Wednesday, April 22, 2009

Sustaining Your Writing Productivity

Two fairly recent posts in Tomorrow's Professor capture very succinctly the skills and approaches toward writing that we will be developing during Metro State's Scholarly Writing Workshop on May 28 & 29.

In their post How to Write Anything, Richard M. Felder and Rebecca Brent argue:

The strategy of waiting for large blocks of time to work on major writing projects has two significant flaws. When you finally get to a block, it's been so long since the last one that it can take hours or days to build momentum again and you're likely to run out of time before much gets written. Also, as soon as the block arrives other things rush in to fill it, such as your family, whom you've been neglecting for months and who now legitimately think it's their turn.

A much more effective strategy is to make a commitment to regularly devote short periods of time to major writing projects. Thirty minutes a day is plenty, or maybe an hour three times a week.

And in a more recent post, Gina Hiatt urges, very simply, to "write before you're ready."

Both arguments are expanded on in the respective blog posts, and both are attributed to Robert Boice, Professors as Writers (Stillwater, OK: New Forums Press, 1990), which will figure prominently in the Scholarly Writing Workshop.

All Metro State faculty, administrators, and staff are invited to be part of the Scholarly Writing Workshop. Registration closes on May 8.

Wednesday, April 15, 2009

Presenting and Explaining, or, The Lecture

I'm in the middle of reading Teaching First-Year College Students, and I've come across a section of the book where yet again the suggestions and examples given can apply not only to courses for first-year students, but to all of our courses. In this case, it's with regard to how we lecture, or, as the authors prefer to call it, "present and explain".

Most of us lecture at least some of the time we spend teaching, and for good reason: "a clear explanation or demonstration is often a good place to start instruction." (87)
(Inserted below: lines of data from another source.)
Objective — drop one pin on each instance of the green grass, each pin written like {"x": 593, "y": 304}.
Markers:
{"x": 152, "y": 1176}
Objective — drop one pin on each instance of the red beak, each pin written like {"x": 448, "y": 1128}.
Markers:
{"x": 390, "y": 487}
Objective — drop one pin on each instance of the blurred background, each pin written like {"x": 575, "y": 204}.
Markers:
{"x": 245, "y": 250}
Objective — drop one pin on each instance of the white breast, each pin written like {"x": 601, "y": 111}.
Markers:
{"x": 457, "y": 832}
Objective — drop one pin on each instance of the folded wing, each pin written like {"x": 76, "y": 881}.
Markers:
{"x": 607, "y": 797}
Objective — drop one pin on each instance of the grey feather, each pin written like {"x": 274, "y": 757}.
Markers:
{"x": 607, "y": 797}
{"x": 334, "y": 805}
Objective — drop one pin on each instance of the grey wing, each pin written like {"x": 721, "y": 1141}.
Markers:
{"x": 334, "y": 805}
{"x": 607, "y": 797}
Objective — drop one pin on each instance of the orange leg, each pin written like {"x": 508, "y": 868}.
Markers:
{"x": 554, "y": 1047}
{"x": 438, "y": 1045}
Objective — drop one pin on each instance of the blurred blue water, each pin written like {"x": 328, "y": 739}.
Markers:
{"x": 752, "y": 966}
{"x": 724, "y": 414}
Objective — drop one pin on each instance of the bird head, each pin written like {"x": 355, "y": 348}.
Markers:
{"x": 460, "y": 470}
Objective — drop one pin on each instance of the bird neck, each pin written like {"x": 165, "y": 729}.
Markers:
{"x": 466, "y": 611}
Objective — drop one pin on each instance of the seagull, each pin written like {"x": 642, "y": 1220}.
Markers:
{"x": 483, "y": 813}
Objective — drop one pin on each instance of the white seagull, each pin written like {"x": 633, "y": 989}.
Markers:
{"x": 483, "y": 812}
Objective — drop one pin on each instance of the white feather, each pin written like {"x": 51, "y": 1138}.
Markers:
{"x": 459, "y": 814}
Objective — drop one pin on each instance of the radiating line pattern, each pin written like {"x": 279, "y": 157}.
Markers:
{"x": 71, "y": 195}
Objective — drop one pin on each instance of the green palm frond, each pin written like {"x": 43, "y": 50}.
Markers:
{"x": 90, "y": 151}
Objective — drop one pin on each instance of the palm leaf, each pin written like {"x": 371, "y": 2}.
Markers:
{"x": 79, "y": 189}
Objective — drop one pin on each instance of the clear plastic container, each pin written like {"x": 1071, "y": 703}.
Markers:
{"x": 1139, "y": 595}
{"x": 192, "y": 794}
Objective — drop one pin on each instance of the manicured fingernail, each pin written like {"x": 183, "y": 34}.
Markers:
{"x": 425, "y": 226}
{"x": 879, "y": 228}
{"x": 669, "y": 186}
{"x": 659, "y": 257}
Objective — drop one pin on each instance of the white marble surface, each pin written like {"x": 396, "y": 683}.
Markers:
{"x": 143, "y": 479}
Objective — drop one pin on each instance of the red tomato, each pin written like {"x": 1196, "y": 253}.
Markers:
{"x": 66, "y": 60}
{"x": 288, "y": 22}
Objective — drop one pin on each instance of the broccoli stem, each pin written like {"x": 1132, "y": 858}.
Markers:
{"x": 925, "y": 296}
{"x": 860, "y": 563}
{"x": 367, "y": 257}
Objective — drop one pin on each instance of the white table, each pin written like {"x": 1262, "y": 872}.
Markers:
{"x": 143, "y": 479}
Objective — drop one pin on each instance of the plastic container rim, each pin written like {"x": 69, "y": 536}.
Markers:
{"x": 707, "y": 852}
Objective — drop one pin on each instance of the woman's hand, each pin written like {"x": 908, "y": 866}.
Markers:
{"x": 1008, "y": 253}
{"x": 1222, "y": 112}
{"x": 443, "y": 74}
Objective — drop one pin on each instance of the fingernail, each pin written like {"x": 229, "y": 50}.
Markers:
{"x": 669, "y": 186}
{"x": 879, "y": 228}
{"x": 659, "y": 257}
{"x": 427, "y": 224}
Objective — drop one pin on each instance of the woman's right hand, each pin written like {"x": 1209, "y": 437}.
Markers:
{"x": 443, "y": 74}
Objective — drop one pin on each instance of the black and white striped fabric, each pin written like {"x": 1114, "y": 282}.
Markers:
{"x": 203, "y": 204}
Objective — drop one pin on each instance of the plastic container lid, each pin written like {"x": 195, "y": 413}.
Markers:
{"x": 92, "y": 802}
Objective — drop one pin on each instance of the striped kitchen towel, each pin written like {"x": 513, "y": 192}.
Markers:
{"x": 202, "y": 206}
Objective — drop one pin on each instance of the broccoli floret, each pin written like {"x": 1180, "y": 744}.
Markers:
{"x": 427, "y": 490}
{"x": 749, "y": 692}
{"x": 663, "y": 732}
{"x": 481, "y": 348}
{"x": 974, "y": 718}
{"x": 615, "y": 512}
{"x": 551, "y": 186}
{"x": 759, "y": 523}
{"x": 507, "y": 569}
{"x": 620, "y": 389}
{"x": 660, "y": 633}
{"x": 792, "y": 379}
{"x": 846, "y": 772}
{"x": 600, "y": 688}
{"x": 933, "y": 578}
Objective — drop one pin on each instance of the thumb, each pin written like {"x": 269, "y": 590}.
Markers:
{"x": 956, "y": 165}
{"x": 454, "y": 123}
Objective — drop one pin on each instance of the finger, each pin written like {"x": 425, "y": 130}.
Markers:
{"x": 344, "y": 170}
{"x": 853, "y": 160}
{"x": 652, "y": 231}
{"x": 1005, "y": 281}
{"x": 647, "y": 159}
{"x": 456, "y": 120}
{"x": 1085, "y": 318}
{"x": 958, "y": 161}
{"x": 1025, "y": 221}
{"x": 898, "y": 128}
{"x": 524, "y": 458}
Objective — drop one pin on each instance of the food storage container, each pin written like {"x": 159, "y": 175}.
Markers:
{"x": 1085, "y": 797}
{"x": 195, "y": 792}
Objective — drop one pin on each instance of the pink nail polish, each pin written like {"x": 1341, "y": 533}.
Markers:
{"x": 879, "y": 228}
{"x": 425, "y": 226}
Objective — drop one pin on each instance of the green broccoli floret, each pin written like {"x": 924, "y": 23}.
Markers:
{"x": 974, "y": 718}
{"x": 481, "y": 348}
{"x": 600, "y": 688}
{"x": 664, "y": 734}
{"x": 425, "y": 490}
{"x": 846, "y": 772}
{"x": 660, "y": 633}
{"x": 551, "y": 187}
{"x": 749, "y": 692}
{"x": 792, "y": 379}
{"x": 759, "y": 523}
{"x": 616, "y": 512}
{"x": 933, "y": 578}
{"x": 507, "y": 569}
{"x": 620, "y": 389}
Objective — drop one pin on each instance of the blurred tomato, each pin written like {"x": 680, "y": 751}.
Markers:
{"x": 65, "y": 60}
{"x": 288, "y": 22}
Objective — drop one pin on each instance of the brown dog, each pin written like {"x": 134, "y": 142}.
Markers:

What the authors would like us to do, though, is move away from the 50-minute non-stop lecture:

Our content is important, and we can cover a lot of it in class if we are not interrupted. Most of us will, of course, acknowledge that it makes no sense to cover material if students do not understand it and do not remember it. Nevertheless, covering content is a powerful drive, and it often rules that day—usually at the expense of activities that would result in greater learning. (91)

This is the thinking behind the active learning movement. But what if we want to hold onto lecture? There are some adjustments that we can make to cultivate what students need to learn and make meaning of the content presented. Just of a few of the recommendations offered are:

  • Define objectives. Specify what students need to do with the information. Will you be asking them to remember definitions, procedures, or factual information? Will they be expected to recognize new examples or illustrations? Will you want students to use the information somehow?
  • Highlight the major points. Better yet, pause during the lecture for 5 or 10 minutes and ask the students to do this either through reflective writing, small group discussion, class discussion, or any combination thereof.
  • Select appropriate examples. So-called "seductive details", though interesting, can divert students away from the key learning objectives, as a recent student has found.
  • Check for understanding. A simple Classroom Assessment Technique, the "minute paper", is a useful tool for this. There are many descriptions of the minute paper on the Web, including this one.

Source: Erickson, B.L., Peters, C.B., and Strommer, D. W. (2006). Teaching First-Year College Students. Revised and Expanded Edition. San Francisco, CA: Jossey-Bass.

 

Thursday, April 2, 2009

Knowing When Students Are Learning

The faculty learning community on course (re)design meets Friday to talk about evaluating students, and in preparing for that discussion, I was rereading chapter 6 ("The Purpose and Processes of Evaluation") of Maryellen Weimer's Learner-centered Teaching. In it, she refers to "a classic article, 'Angels on a Pin' (Calandra, 1968)." Intrigued, I found the article online. It's short, funny, and well worth the quick read.

I don't know that the final paragraph of this story really captures the lesson of the exchange between the student, his physics professor, and the arbitrator/author. The postscript that you'll find appended to this particular Web version of "Angles on a Pin" raises some questions about the origins and context of that final paragraph.

Rather, I think Maryellen Weimer has it right when she states that the story "is actually a damning critique of how our evaluation methods fail to measure some important kinds of learning" (p. 120).